# Beute - Edelstein ?



## tom48 (12. November 2012)

Hallo, ich hab gelesen das nur die letzten 3 Edelsteinstufen (für die man extra Rezepte braucht) nicht findbar / erbeutbar sind. Ich bin jetzt aber schon bei Inferno Akt 2 und bekomme immer nur noch "makelos quadratische" Edelsteine als Beute ... ab wann bzw. wo bekommt man höhere Steine bis hin zu "sternförmigen" ?

Gruss und Dank

Tom


----------



## Phaldor (13. November 2012)

gar nicht. die können nur gecrafted werden.


----------



## Caps-lock (13. November 2012)

> Hallo, ich hab gelesen das nur die letzten 3 Edelsteinstufen (für die man extra Rezepte braucht) nicht findbar / erbeutbar sind. Ich bin jetzt aber schon bei Inferno Akt 2 und bekomme immer nur noch "makelos quadratische" Edelsteine als Beute ... ab wann bzw. wo bekommt man höhere Steine bis hin zu "sternförmigen"

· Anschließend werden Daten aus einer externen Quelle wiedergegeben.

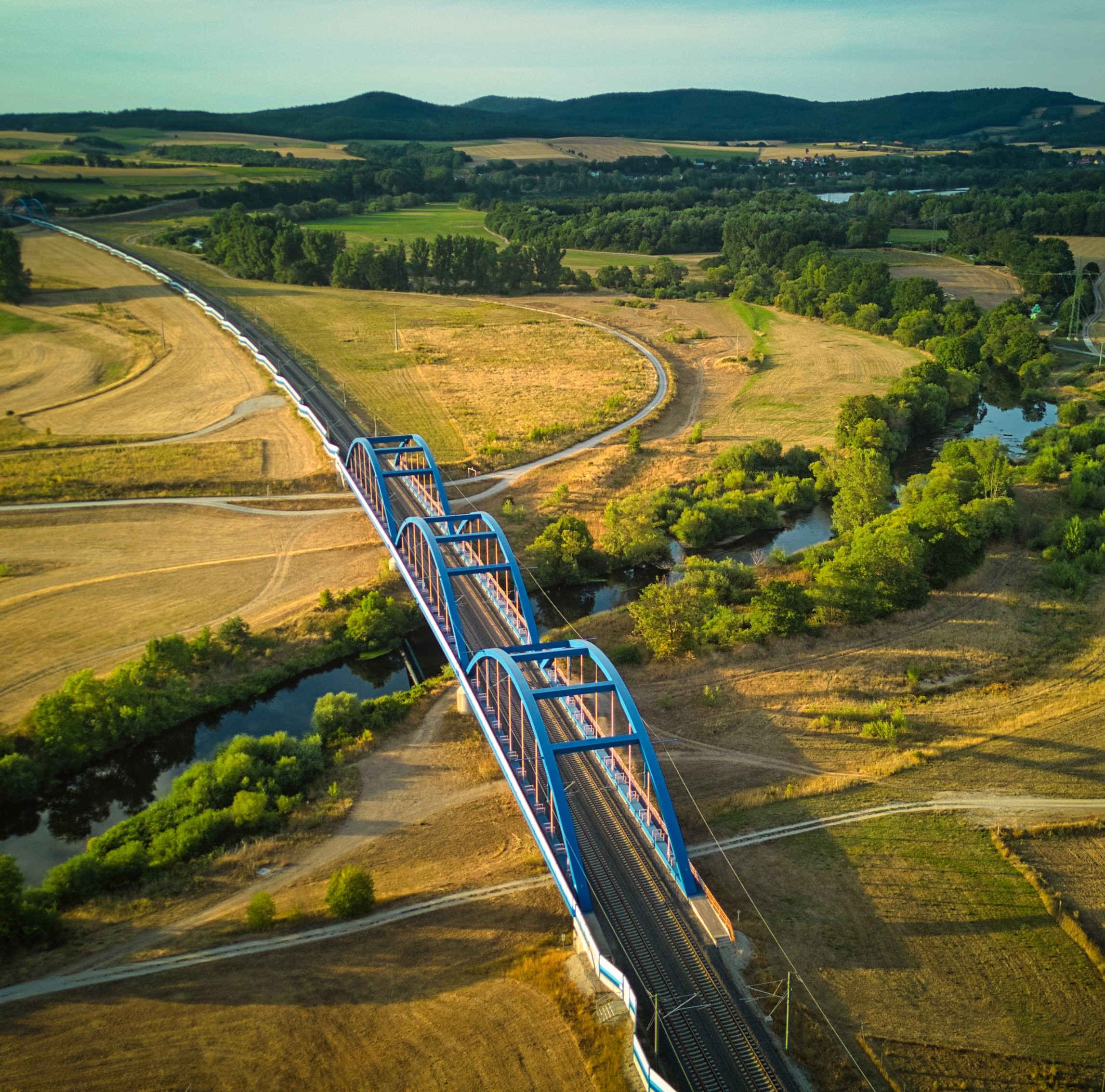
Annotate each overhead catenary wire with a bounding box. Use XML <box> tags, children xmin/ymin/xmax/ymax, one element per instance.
<box><xmin>506</xmin><ymin>528</ymin><xmax>875</xmax><ymax>1092</ymax></box>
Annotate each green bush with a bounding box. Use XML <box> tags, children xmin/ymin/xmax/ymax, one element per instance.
<box><xmin>326</xmin><ymin>865</ymin><xmax>376</xmax><ymax>918</ymax></box>
<box><xmin>629</xmin><ymin>581</ymin><xmax>714</xmax><ymax>659</ymax></box>
<box><xmin>523</xmin><ymin>516</ymin><xmax>604</xmax><ymax>587</ymax></box>
<box><xmin>748</xmin><ymin>580</ymin><xmax>815</xmax><ymax>640</ymax></box>
<box><xmin>43</xmin><ymin>732</ymin><xmax>323</xmax><ymax>905</ymax></box>
<box><xmin>346</xmin><ymin>592</ymin><xmax>411</xmax><ymax>651</ymax></box>
<box><xmin>1059</xmin><ymin>402</ymin><xmax>1090</xmax><ymax>425</ymax></box>
<box><xmin>608</xmin><ymin>640</ymin><xmax>641</xmax><ymax>667</ymax></box>
<box><xmin>0</xmin><ymin>854</ymin><xmax>62</xmax><ymax>952</ymax></box>
<box><xmin>311</xmin><ymin>667</ymin><xmax>453</xmax><ymax>750</ymax></box>
<box><xmin>245</xmin><ymin>891</ymin><xmax>276</xmax><ymax>933</ymax></box>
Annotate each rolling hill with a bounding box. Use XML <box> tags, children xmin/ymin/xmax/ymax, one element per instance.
<box><xmin>0</xmin><ymin>87</ymin><xmax>1105</xmax><ymax>143</ymax></box>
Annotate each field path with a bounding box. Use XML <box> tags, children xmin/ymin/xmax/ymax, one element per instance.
<box><xmin>687</xmin><ymin>793</ymin><xmax>1105</xmax><ymax>857</ymax></box>
<box><xmin>0</xmin><ymin>876</ymin><xmax>552</xmax><ymax>1005</ymax></box>
<box><xmin>50</xmin><ymin>689</ymin><xmax>501</xmax><ymax>974</ymax></box>
<box><xmin>447</xmin><ymin>304</ymin><xmax>669</xmax><ymax>504</ymax></box>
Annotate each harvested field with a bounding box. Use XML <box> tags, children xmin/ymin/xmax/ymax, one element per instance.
<box><xmin>513</xmin><ymin>297</ymin><xmax>921</xmax><ymax>455</ymax></box>
<box><xmin>1008</xmin><ymin>825</ymin><xmax>1105</xmax><ymax>946</ymax></box>
<box><xmin>760</xmin><ymin>142</ymin><xmax>943</xmax><ymax>159</ymax></box>
<box><xmin>699</xmin><ymin>304</ymin><xmax>921</xmax><ymax>447</ymax></box>
<box><xmin>84</xmin><ymin>238</ymin><xmax>655</xmax><ymax>466</ymax></box>
<box><xmin>311</xmin><ymin>202</ymin><xmax>499</xmax><ymax>244</ymax></box>
<box><xmin>862</xmin><ymin>1036</ymin><xmax>1101</xmax><ymax>1092</ymax></box>
<box><xmin>463</xmin><ymin>138</ymin><xmax>576</xmax><ymax>163</ymax></box>
<box><xmin>0</xmin><ymin>435</ymin><xmax>335</xmax><ymax>505</ymax></box>
<box><xmin>13</xmin><ymin>231</ymin><xmax>268</xmax><ymax>436</ymax></box>
<box><xmin>699</xmin><ymin>802</ymin><xmax>1105</xmax><ymax>1092</ymax></box>
<box><xmin>564</xmin><ymin>251</ymin><xmax>714</xmax><ymax>278</ymax></box>
<box><xmin>3</xmin><ymin>892</ymin><xmax>594</xmax><ymax>1092</ymax></box>
<box><xmin>547</xmin><ymin>137</ymin><xmax>666</xmax><ymax>162</ymax></box>
<box><xmin>838</xmin><ymin>247</ymin><xmax>1021</xmax><ymax>308</ymax></box>
<box><xmin>1057</xmin><ymin>235</ymin><xmax>1105</xmax><ymax>266</ymax></box>
<box><xmin>891</xmin><ymin>259</ymin><xmax>1021</xmax><ymax>308</ymax></box>
<box><xmin>0</xmin><ymin>506</ymin><xmax>382</xmax><ymax>724</ymax></box>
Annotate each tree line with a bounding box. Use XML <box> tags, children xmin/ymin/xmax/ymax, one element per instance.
<box><xmin>0</xmin><ymin>588</ymin><xmax>413</xmax><ymax>833</ymax></box>
<box><xmin>167</xmin><ymin>206</ymin><xmax>574</xmax><ymax>295</ymax></box>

Du hast es tatsächlich geschafft deine Frage direkt selber zu beantworten und nochmal zu stellen oO.
Rezepte farmen ist relativ aussichtslos und bringt auch nix.
Für die 3-5 Steine die man für den Char braucht geht man ins AH und gut ist.
Wenn du nicht absoluter vollprofi bist, sind die besten 3 Stufen auch grausam vom Preis/Leistungsverhältnis.


----------



## myadictivo (13. November 2012)

naja, der 100% crit stein ist schon deluxe ^^
alle anderen find ich verschmerzbar. komischerweise werden die steine afaik sogar unter herstellungskosten im AH verbraten. zumindest wenn man div. aussagen in foren gehör schenkt.
hatte mir nämlich überlegt den 100% crit selbst herzustellen. die 3 rezepte sind ja nicht sonderlich teuer. aber anscheinds komm ich billiger weg, wenn ich die aktuell 15-18 mille zahl ^^ 

aber bis ich die zusammen hab vergeht noch was zeit..und außerdem bekomm ich für das geld leider auch 2 ringe die mir mehr damage bringen als der stein allein im moment


----------